『言葉につける薬』ー呉智英
●角隠しは何を隠すか-②

 
 日常生活は洋風になってきたが、花嫁衣装は和風という場合が多い。その和風の花嫁衣装で頭にかぶる”角隠し”という一種の帽子がある。これは何を隠すのだろうか。角とは何か。悋気(りんき)だの出しゃばりだのの象徴としての角である。こういう角を抑えて従順な良き妻に、と言ってしまえば古くさく聞こえるけれど、あながち間違いではない。
そう、お姉さんの結婚式の時にも恩師の校長先生がそんな祝辞をくださったはずだ・・・・・・と、こんな風に誰しも思うだろう。

だが、それは真実だろうか?辞書を引いてみよう。どの辞書にも「角隠し」が「角を隠す」とは書いていない。もっとも、「角を隠すのではない」とも書いていない。
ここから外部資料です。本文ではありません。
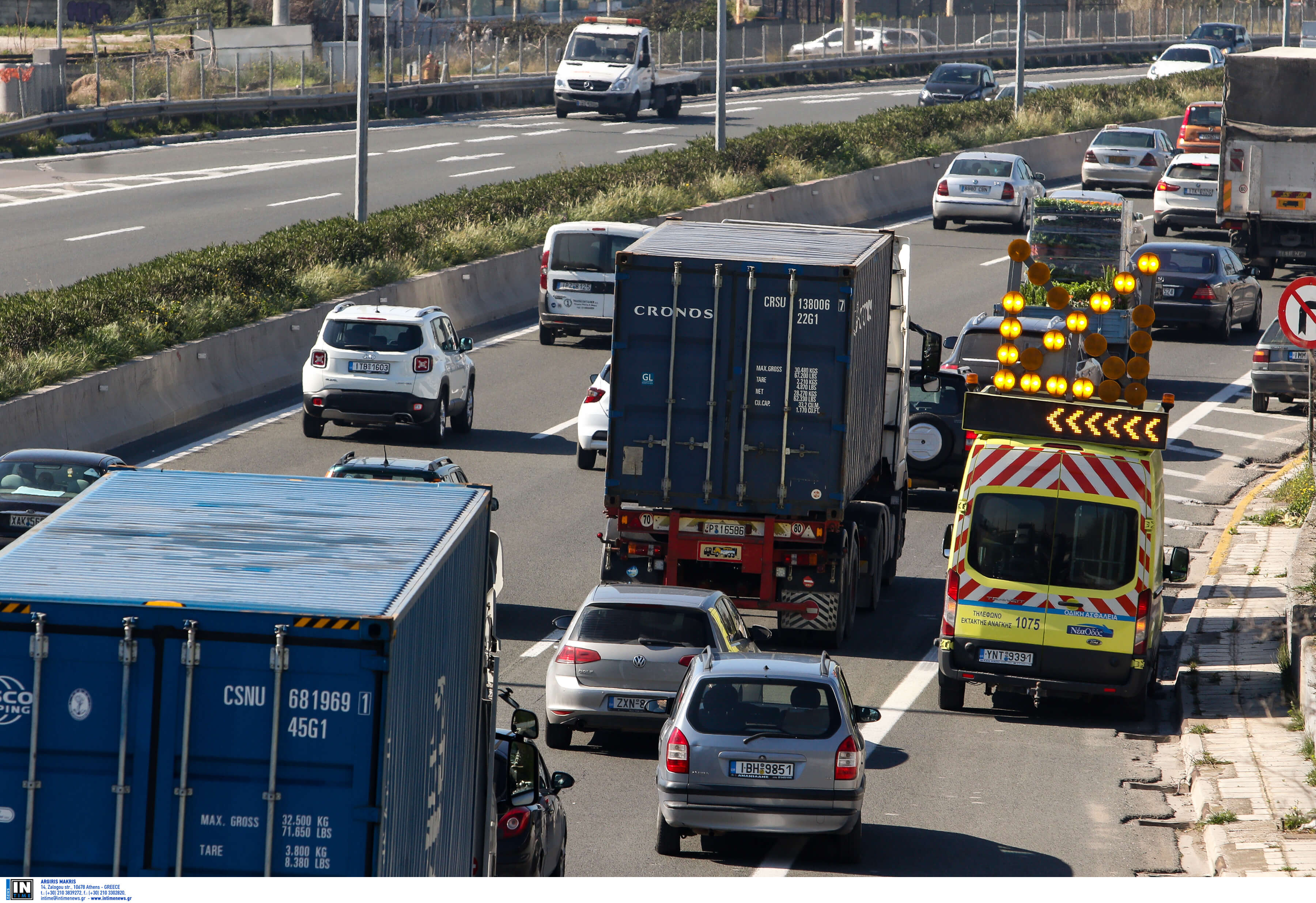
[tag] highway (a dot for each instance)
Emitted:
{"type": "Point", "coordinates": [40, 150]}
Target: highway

それなら、常識的に「角を隠す」と解すべきなのだろうか。

昭和8年初版発行の『大言海』を引いてみよう。驚くべきことが書いてある。

●つのかくし 
《角隠》婦人の仏参などの時に用いる一種の製(こしらえ)の帽子。今は結婚の式に、新婦の被(かぶ)る一種の頭飾りをも云う。

●すみかくし
《角隠》額付きの角を隠すの意か。角頭巾も、あり。ツノカクシと読むは非なり。真宗信者の婦女などが、寺詣りに被るもの・・・・・・・。

なんと、角隠しが隠すのは角ではなくおでこの角なのである。「ツノカクシと読むは非なり」、すなわち「角隠(つのかく)し」は誤読なのだ。「角(すみ)におけない」を「つのにおけない」とよんだようなものである。こんな誤読が半世紀もたつと、誤読であることさえ辞書に記されずに、誤読のほうが項目として採用されるようになってしまった。

そして、「角隠し」は女を従順にする麗しい伝統なのだと”悪いイデオロギー”は主張し、いや、だから古い因習は打破すべきだと、”良いイデオロギー”は主張する。軍国主義も国粋主義も民主主義も、真実を見ず、真実を見えなくして得意がっている。